The co-founder of children’s publisher Humongous Entertainment has been convicted of defrauding the Asia Europe Americas Bank of Seattle of more than $1.5 million, and sentenced to federal prison for 30 months.
Shelley Day, 45, had claimed that she was selling a portion of her new company Hulabee Entertainment to both Disney Interactive and Vivendi Universal in order to secure loans, according to a report in the local Seattle newspaper the King County Journal.
As reported in the paper, U.S. District Judge Thomas Zilly described Day as a “sophisticated, educated person setting out to defraud anyone to reach her goals”. Day had planned to use the loans to buy a $3 million home on Mercer Island.
Day forged a Letter of Intent from Disney Interactive, indicating her company was to be bought for $2.5 million. After defaulting on loan repayments she subsequently claimed that Disney Interactive had been sold to Vivendi Universal, which had delayed the sale of Hulabee – asking the bank not to contact either company in case their enquires jeopardize the sale.
After initial early success, Humongous Entertainment, which was co-founded by Day and noted Monkey Island
co-creator Ron Gilbert, was sold to GT Interactive (now owned by Infogrames) in 1995. The company was scaled back somewhat in 2001, at the same time as Gilbert and Day founded Hulabee, which employed many ex-Humongous staff.
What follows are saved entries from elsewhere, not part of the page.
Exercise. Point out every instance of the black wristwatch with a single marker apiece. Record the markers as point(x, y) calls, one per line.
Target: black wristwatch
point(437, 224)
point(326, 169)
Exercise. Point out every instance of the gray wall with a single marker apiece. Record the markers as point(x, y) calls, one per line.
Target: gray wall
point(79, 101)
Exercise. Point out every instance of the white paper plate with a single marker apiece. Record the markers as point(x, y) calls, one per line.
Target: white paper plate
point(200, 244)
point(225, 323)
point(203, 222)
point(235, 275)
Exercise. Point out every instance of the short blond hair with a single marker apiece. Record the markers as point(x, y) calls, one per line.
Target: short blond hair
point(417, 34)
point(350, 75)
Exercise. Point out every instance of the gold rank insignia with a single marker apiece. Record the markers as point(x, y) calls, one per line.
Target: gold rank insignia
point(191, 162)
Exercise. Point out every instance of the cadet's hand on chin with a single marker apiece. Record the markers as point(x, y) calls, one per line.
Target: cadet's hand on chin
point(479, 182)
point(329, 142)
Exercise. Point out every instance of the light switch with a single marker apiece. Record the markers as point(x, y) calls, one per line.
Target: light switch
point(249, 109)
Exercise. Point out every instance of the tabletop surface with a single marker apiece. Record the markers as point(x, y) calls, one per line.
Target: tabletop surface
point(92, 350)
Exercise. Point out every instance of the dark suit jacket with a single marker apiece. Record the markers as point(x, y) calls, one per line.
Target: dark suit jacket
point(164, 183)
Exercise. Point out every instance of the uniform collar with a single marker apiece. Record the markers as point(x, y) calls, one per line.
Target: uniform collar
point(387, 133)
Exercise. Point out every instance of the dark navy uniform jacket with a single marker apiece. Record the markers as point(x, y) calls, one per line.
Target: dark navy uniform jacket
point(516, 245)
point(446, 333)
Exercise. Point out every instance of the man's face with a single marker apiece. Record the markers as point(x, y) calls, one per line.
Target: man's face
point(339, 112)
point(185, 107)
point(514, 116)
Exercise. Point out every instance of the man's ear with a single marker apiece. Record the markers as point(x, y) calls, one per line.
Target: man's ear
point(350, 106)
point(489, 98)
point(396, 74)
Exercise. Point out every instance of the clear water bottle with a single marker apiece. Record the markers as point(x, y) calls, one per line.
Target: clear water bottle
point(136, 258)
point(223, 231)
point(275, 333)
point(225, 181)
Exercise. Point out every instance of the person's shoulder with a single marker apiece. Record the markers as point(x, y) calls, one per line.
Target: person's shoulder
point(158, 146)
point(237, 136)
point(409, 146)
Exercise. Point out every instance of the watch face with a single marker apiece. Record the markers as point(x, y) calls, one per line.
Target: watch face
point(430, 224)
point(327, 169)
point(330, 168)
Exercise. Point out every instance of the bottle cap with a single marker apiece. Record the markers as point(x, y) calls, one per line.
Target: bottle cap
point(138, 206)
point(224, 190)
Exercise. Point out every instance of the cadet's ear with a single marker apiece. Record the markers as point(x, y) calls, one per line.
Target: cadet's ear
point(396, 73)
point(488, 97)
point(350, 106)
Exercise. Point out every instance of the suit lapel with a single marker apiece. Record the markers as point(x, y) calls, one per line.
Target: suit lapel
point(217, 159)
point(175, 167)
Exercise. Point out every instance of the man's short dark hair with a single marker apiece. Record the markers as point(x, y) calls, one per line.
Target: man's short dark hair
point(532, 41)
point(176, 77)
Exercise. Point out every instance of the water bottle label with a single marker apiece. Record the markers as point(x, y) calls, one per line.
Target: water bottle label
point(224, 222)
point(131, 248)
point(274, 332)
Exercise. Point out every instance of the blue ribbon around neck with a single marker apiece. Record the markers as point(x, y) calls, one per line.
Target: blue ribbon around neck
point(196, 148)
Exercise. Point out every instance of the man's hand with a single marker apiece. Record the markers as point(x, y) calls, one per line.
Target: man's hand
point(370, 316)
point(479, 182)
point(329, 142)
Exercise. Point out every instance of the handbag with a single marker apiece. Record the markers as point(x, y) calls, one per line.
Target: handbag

However, Gilbert left Hulabee in 2003, according to comments on his personal weblog earlier this year.
As for Humongous itself, which is noted for its successful childrens titles such as Putt Putt
and Freddi Fish
, the Seattle firm saw further staff reductions in 2005, but has recently relaunched
as an independent U.S. subsidiary of French firm Infogrames, promising a business strategy for reviving the Humongous Characters.